On the other hand, we are affected by Adam’s sin. This is how. Before the fall, Adam was sinless, perfect, and good (Gen. 1:31). He had a "good" nature. But, after the fall, he became a sinner. His nature was changed from "good" to "bad." Since we are his children, we inherit his sinful nature (Rom. 5:12). In this sense, we suffer for what Adam did, that is, he caused his descendants to have sinful natures, and all of us suffer because of it. This is called original sin. It means that we have inherited a sinful nature and that all of what we are as individuals (mind, body, soul, spirit, emotions, and thought) is touched by sin. But this does not mean that we are as sinful as we can be. After all, God has written His Law on our hearts (Rom. 1:19, 2:15).
In addition, creation was also affected by the fall. God had given dominion of the world to Adam. Adam sinned, and sin entered the "world" as it says in Romans 5:12. That means that death entered the world along with disease, pestilence, earthquakes, famine, etc. They all have their root in the fall. That is why the Bible states that creation is longing for its redemption (Rom. 8:18-22).
Different Views on Original Sin
Generally speaking, the Calvinists maintain that the sin of Adam was imputed (made to count for) to the whole human race. This is maintained largely regarding the concept of Federal Headship. This is a theological term for one person representing another person or group. Consider Hebrews 7:7-10,
But without any dispute the lesser is blessed by the greater. 8And in this case mortal men receive tithes, but in that case one receives them, of whom it is witnessed that he lives on. 9And, so to speak, through Abraham even Levi, who received tithes, paid tithes, 10for he was still in the loins of his father when Melchizedek met him.
Levi was a descendant of Abraham, but because he was still in the loins (seed) of his Father Abraham, when Abraham paid tithes to Melchizedek, Levi is said to have paid them also.
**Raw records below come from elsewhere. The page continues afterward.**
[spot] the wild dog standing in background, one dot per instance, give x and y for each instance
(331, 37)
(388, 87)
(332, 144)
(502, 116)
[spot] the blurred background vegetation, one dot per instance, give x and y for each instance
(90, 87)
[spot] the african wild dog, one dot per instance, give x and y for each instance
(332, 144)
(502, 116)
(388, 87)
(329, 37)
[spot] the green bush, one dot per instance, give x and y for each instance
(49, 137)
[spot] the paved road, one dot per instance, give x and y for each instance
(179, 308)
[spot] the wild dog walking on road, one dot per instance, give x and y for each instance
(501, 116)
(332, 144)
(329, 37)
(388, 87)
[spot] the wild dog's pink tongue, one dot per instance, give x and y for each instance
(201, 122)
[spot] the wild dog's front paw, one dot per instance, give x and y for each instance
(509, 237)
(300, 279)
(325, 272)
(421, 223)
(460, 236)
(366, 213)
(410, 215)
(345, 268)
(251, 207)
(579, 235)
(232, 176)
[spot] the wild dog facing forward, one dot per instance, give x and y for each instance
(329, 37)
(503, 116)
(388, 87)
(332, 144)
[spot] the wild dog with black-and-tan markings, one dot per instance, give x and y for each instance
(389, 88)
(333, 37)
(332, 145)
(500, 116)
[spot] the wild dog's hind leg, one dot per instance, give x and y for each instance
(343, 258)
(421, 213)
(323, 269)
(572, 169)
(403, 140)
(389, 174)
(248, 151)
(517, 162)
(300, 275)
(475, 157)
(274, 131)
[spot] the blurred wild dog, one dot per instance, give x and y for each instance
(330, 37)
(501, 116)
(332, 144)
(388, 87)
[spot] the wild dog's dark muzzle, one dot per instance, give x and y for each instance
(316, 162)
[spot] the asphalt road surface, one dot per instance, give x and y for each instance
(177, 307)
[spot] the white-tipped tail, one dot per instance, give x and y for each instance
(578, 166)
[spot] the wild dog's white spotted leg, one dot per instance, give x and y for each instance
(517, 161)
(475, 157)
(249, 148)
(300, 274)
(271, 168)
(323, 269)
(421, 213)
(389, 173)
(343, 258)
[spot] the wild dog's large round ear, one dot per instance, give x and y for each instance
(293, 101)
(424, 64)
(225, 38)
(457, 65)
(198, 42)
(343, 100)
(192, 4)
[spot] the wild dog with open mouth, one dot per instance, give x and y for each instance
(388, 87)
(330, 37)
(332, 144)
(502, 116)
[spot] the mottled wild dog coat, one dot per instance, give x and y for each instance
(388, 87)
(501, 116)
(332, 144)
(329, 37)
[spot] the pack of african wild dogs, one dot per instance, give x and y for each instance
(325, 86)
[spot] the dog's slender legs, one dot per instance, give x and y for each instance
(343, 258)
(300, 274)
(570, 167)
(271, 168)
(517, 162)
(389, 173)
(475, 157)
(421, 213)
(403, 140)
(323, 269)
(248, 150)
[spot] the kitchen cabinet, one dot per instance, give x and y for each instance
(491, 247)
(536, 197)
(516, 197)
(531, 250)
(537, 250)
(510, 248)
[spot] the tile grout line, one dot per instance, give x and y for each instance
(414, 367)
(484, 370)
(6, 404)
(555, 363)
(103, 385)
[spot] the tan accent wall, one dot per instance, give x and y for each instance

The concept is that Abraham represented his descendants, and the tithes were counted to Levi as well.
Therefore, if Adam's sin was imputed to his descendants, all of them are guilty of sin and justly deserve punishment.
Generally speaking, the Arminians maintain that we inherited a sin nature from Adam and sin due to that nature. We are not guilty for Adam's sin and cannot be punished unless we actually sin.
Whichever view or combination of these views you hold, we suffer for Adam’s sin by effect as well as nature. We are sinners and live in a sinful world. We are suffering the consequences of Adam’s sin. We have our own sin with which to contend because we are by nature children of wrath (Eph. 2:3). We are sinners.